Information on Housing the SEC at Multiple Locations in the Washington, D.C. Area
Gao ID: FGMSD-80-59 May 20, 1980Several questions were raised about the Securities and Exchange Commission's (SEC) current utilization of office space. The SEC has requested independent leasing authority to consolidate its four Washington, D.C., area locations. Legislation requires that leased office space be obtained through the General Services Administration (GSA).

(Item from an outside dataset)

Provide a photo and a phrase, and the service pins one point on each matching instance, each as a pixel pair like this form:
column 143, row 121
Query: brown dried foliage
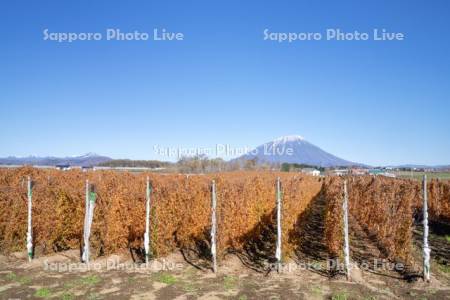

Of the professional staff members assigned to the Commission's Washington offices, 37 percent share an office. The professionals sharing offices have an average grade level of GS-12. GSA publishes standards governing the assignment of office space which are based on employee grade level to insure that each employee has sufficient space to work efficiently. A full determination of the extent of travel between the Commission's Washington office buildings was difficult to obtain since records were not available. The primary means of travel between the office buildings is a shuttle service which runs every 30 minutes. The Commission did not have information indicating why such travel was necessary. However, a survey of passengers indicated that they were generally meeting with personnel from their organizations located in another building. The Commission has requested its own independent leasing authority because it believes that GSA has made limited progress toward obtaining a building which will permit the Commission to consolidate. Granting such authority may not be consistent with the primary goal of legislation to centralize the property management activities of the Government. Legislation is now pending that would revise the way GSA conducts its public buildings program. One of the goals of this legislation is to eliminate the projects in which the Government pledges to lease a building to be constructed by a private firm. The bill is designed to provide a more viable Federal construction program and thereby reduce the Government's reliance on leased space.